Slice of Life: Transportation in Haiti

 

Slice of Life

Transportation in Haiti

Transportation in Haiti can be an adventure. As one of the poorest countries around, Haiti does not have the best infrastructure, especially when it comes to a public transportation system. No subways, no buses, no trains, and no New York style taxies.

Most Haitians are too poor to afford a car. If a family can barely afford a bag of rice to feed themselves for a month, the car payments are not an option. There are some Haitians that own cars, but these don’t constitute the majority.  If you are traveling and have the money, you can certainly rent a car when visiting. However, most Haitians rely on walking, riding bikes, and tap taps.

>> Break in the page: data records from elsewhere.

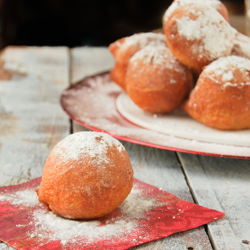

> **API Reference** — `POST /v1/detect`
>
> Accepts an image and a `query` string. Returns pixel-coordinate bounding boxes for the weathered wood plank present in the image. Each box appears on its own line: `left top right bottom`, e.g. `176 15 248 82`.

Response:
71 47 114 83
71 48 212 250
178 153 250 250
0 47 70 250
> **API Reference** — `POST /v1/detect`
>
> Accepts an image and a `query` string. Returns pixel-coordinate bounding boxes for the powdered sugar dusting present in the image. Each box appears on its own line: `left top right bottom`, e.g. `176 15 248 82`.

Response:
204 56 250 88
0 189 41 207
176 4 236 60
0 184 160 244
53 132 125 165
121 32 166 50
129 45 184 75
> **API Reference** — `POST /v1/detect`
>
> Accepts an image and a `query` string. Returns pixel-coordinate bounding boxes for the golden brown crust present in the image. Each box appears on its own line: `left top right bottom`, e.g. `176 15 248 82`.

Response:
109 32 166 91
38 132 133 219
163 4 236 69
126 46 193 113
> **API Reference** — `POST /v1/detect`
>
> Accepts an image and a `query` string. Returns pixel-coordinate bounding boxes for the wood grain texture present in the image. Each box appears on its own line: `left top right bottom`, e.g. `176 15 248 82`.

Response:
0 47 70 250
71 48 212 250
178 153 250 250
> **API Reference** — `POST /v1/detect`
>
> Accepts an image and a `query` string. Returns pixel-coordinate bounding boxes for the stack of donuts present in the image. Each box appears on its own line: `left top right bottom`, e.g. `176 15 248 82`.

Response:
109 0 250 130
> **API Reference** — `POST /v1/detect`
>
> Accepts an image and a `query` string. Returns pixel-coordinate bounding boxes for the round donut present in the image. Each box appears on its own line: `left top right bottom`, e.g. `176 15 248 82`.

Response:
163 0 229 25
109 32 167 91
164 4 237 69
37 132 133 219
182 56 250 130
125 45 193 114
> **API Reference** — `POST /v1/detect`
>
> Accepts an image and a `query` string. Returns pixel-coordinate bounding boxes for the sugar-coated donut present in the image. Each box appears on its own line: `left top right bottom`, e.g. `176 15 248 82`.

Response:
125 45 193 114
37 132 133 219
231 32 250 59
163 3 237 68
163 0 229 24
183 56 250 130
109 32 166 91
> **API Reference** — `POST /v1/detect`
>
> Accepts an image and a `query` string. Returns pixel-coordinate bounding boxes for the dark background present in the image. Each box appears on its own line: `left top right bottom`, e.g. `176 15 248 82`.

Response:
0 0 244 49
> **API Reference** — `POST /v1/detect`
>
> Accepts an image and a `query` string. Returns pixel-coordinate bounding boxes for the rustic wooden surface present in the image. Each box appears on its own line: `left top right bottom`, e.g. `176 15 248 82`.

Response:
0 48 250 250
0 47 70 250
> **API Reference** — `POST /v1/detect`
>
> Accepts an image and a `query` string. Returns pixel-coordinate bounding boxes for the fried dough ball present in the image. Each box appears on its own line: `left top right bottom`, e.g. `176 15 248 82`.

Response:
163 4 237 69
109 32 167 91
231 32 250 59
183 56 250 130
163 0 229 22
37 132 133 219
125 45 193 114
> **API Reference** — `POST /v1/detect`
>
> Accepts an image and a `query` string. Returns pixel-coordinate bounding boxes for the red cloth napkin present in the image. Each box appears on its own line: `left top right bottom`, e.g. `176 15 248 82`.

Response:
0 178 225 250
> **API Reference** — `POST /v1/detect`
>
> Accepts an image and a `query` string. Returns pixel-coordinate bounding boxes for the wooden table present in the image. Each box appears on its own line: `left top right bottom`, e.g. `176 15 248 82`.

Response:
0 47 250 250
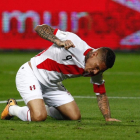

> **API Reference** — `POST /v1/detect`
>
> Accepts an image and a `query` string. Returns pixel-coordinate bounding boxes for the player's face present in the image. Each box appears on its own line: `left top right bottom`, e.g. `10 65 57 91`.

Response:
85 52 107 76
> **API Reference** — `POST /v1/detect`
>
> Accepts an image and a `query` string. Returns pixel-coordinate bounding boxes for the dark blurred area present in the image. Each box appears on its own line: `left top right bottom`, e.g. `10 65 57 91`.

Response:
0 0 140 52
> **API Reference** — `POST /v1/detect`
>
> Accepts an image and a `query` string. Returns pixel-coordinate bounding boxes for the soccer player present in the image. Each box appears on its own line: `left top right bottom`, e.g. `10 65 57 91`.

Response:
1 24 119 121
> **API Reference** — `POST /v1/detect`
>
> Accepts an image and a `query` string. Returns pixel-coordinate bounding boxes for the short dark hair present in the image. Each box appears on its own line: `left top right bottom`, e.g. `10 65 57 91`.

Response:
99 47 116 69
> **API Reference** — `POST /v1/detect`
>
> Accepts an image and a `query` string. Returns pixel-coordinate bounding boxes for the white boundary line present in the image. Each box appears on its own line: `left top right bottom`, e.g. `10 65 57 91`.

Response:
0 96 140 104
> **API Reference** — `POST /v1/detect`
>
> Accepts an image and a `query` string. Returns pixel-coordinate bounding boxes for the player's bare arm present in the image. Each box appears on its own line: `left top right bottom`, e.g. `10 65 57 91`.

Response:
97 93 120 121
35 24 75 49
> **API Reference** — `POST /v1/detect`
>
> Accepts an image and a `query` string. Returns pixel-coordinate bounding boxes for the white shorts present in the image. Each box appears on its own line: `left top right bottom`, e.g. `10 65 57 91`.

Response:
16 62 74 107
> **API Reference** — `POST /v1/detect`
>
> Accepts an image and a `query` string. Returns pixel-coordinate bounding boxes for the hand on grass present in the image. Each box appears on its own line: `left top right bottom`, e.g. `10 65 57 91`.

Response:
105 118 121 122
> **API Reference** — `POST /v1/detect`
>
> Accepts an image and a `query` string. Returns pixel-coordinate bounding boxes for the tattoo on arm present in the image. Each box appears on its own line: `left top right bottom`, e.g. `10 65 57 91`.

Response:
35 24 59 43
97 94 111 119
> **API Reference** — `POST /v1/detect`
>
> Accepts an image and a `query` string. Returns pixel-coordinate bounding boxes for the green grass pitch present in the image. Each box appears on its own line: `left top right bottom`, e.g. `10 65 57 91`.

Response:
0 52 140 140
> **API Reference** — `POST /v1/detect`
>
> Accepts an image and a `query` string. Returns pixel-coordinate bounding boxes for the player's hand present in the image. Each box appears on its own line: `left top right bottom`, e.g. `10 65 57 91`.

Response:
57 40 75 50
105 118 121 122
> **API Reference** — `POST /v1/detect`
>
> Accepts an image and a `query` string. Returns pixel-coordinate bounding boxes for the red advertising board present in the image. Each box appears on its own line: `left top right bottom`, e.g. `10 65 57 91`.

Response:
0 0 140 50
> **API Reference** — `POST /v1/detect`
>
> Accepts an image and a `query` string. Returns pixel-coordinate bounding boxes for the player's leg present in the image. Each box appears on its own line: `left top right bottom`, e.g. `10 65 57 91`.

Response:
27 99 47 121
7 99 47 121
3 63 47 121
42 83 81 120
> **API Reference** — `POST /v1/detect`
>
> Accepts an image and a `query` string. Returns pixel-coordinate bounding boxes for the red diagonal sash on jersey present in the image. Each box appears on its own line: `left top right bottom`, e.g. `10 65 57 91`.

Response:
37 58 84 75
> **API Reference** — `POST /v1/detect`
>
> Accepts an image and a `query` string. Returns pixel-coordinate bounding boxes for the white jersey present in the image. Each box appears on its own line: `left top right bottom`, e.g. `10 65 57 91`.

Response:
31 29 103 88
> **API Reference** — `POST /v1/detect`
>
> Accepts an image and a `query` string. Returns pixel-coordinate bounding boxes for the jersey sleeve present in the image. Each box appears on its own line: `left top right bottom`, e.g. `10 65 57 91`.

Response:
54 29 93 55
90 73 106 95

A tap tap is a Haitian version of a taxi.  Some tap taps are buses.  If you ride one of these, you can expect, especially if you are riding downtown Port-au-Prince during rush hour, to be squashed in a twenty person capacity bus with about forty other Haitians. The sides of these buses are decorated with some of the most beautiful Haitian graffiti ever seen (See below).Tap Tap

Another version of the tap tap is a pickup truck with benches installed and sometimes with a canopy thrown over the top. These, too, can get awfully packed and it is not unusual to see Haitians spilling out the backs of these and hanging on for dear life. Both buses and trucks have designated routes, but don’t ask for a tap tap route map.  They don’t exist.

Sometimes a motorcycle can also function as a tap tap piling on as many people and cargo as possible. The fee is a bit more expensive, but in most cases the driver will take you to where you want to go.

Tap taps really are the cement that hold Haitian cities together. You can’t ride tap taps for free.  Using a tap tap, especially if you have to travel a distance, can be financial concern for the Haitian people.  Some of our HCN students incur this expense while trying to get to the school for their lessons.  Not all our students live within walking distance.

Another thing about many Haitian drivers. Turn signals are optional and pedestrians considered a nusance. You hear a lot of horns honking and vehicles on the move.

The Haitians also use a donkeys as a way of transporting goods to markets or to carry things up the mountain sides to small villages like the picture below shows.

There are a few airports with the main one being in the capital of Port-au-Prince. Most of the supplies that are shipped in to one of the ports and then transported out from there.

So when traveling to Haiti do not expect luxurious traveling accommodations.